The story that redeems the whole issue is Xavier Dorison and Enrique Breccia’s fantastic “The Sentries”, a bleak cyber-monster story set in the opening of World War I (would that make it--- “Greatwarpunk”?) Based on the eye-popping artwork alone I was convinced to buy this special, and there are visual treats to pour over on every page. Breccia’s actually a world famous artist, but I’ve been ignorant of his work up until now. This page is from the original French version, but check the pencils:



The script is equally compelling, telling the tale of a tortured soul whose good intentions lead to nothing but misery. Gabriel Feraud is a scientist who has invented a radium-powered battery, but despite his family’s near-destitution refuses to sell the design to the military for use in the impending war. Colonel Alphonse Mirreau is in charge of Project Sentries, a research experiment to create cyborg soldiers for the French army. Previous attempts have failed because the cyborgs didn’t have sufficient power and ran down on the battlefield. Now Mirreau will utilize all the pressure his rank provides to strongarm Feraud into handing over his battery design. What follows is a test of wills as Feraud tries to uphold his principles. But as often happens when a lone citizen tries to stand up to will of the institution, his struggles may ultimately prove the downfall of his entire family.
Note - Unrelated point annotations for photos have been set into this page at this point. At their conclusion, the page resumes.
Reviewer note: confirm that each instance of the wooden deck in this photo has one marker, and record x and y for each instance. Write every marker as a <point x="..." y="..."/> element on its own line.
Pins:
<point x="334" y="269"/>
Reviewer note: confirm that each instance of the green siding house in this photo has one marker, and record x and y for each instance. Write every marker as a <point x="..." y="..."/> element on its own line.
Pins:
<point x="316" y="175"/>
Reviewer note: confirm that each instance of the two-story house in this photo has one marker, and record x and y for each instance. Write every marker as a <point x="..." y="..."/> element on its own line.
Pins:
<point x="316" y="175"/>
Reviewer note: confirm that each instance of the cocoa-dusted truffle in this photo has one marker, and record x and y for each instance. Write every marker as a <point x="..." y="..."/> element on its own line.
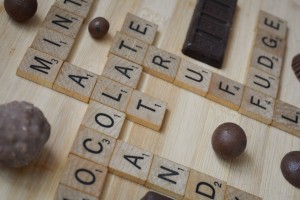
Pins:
<point x="23" y="132"/>
<point x="229" y="140"/>
<point x="21" y="10"/>
<point x="290" y="168"/>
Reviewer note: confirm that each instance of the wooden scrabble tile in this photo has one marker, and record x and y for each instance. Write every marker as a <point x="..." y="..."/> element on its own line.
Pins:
<point x="225" y="91"/>
<point x="122" y="71"/>
<point x="78" y="7"/>
<point x="130" y="162"/>
<point x="103" y="119"/>
<point x="146" y="110"/>
<point x="275" y="25"/>
<point x="75" y="82"/>
<point x="93" y="146"/>
<point x="193" y="78"/>
<point x="139" y="28"/>
<point x="236" y="194"/>
<point x="53" y="43"/>
<point x="262" y="82"/>
<point x="266" y="62"/>
<point x="203" y="187"/>
<point x="63" y="21"/>
<point x="84" y="175"/>
<point x="129" y="48"/>
<point x="65" y="193"/>
<point x="161" y="64"/>
<point x="168" y="177"/>
<point x="286" y="117"/>
<point x="270" y="43"/>
<point x="257" y="106"/>
<point x="111" y="93"/>
<point x="39" y="67"/>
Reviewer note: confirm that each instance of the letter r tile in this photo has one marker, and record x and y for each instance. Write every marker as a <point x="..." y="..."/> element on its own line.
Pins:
<point x="225" y="91"/>
<point x="130" y="162"/>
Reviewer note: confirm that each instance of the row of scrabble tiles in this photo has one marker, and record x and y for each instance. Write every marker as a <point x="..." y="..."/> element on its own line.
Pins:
<point x="268" y="52"/>
<point x="94" y="154"/>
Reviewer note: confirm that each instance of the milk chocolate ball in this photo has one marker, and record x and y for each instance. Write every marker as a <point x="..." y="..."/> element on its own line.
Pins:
<point x="290" y="168"/>
<point x="23" y="132"/>
<point x="98" y="27"/>
<point x="229" y="140"/>
<point x="21" y="10"/>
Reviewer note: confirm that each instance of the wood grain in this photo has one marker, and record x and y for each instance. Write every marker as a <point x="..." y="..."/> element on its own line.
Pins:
<point x="190" y="120"/>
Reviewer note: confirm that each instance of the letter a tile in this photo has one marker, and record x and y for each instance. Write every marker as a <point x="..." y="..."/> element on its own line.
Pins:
<point x="130" y="162"/>
<point x="75" y="82"/>
<point x="161" y="64"/>
<point x="83" y="175"/>
<point x="139" y="28"/>
<point x="168" y="177"/>
<point x="204" y="187"/>
<point x="39" y="67"/>
<point x="103" y="119"/>
<point x="146" y="110"/>
<point x="225" y="91"/>
<point x="129" y="48"/>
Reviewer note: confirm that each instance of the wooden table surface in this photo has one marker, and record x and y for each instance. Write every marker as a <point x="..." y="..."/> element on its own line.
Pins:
<point x="190" y="120"/>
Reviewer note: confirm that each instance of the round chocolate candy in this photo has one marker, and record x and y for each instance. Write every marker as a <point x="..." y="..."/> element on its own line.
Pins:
<point x="98" y="27"/>
<point x="229" y="140"/>
<point x="290" y="168"/>
<point x="23" y="132"/>
<point x="296" y="66"/>
<point x="21" y="10"/>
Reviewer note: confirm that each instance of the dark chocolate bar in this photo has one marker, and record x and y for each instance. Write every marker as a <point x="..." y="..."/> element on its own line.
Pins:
<point x="208" y="33"/>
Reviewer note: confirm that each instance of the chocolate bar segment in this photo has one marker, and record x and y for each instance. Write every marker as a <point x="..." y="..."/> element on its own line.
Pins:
<point x="209" y="29"/>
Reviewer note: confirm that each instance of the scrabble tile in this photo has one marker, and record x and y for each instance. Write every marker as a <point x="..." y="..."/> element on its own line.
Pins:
<point x="129" y="48"/>
<point x="103" y="119"/>
<point x="75" y="82"/>
<point x="262" y="82"/>
<point x="257" y="106"/>
<point x="266" y="62"/>
<point x="53" y="43"/>
<point x="270" y="43"/>
<point x="78" y="7"/>
<point x="139" y="28"/>
<point x="146" y="110"/>
<point x="63" y="21"/>
<point x="168" y="177"/>
<point x="111" y="93"/>
<point x="161" y="64"/>
<point x="235" y="194"/>
<point x="193" y="77"/>
<point x="122" y="71"/>
<point x="84" y="175"/>
<point x="225" y="91"/>
<point x="203" y="187"/>
<point x="39" y="67"/>
<point x="93" y="146"/>
<point x="130" y="162"/>
<point x="287" y="117"/>
<point x="274" y="24"/>
<point x="64" y="193"/>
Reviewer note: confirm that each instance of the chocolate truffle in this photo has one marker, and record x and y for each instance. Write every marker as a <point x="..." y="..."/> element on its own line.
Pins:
<point x="98" y="27"/>
<point x="229" y="140"/>
<point x="23" y="132"/>
<point x="21" y="10"/>
<point x="296" y="66"/>
<point x="290" y="168"/>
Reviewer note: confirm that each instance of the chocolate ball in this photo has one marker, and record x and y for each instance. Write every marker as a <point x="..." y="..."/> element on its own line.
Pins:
<point x="23" y="132"/>
<point x="98" y="27"/>
<point x="21" y="10"/>
<point x="290" y="168"/>
<point x="229" y="140"/>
Breaking down the issue by rating:
"The Door" (7 pages): 7
"Sophia" (54 pages): 5.5
"Man at the Carpet" (10 pages): Incomplete!?
"The Sentries" (62 pages): 9


At first blush, it might not seem worth picking up the Overload special just for one story, but because "The Sentires" is so good, and because it is so long, it just about justifies the $6.95 price tag on its own. Monthly comics are about three bucks for 22 pages, so the price actually compares favorably. I say grab a copy, and if you happen to like some of the other stories too, even better!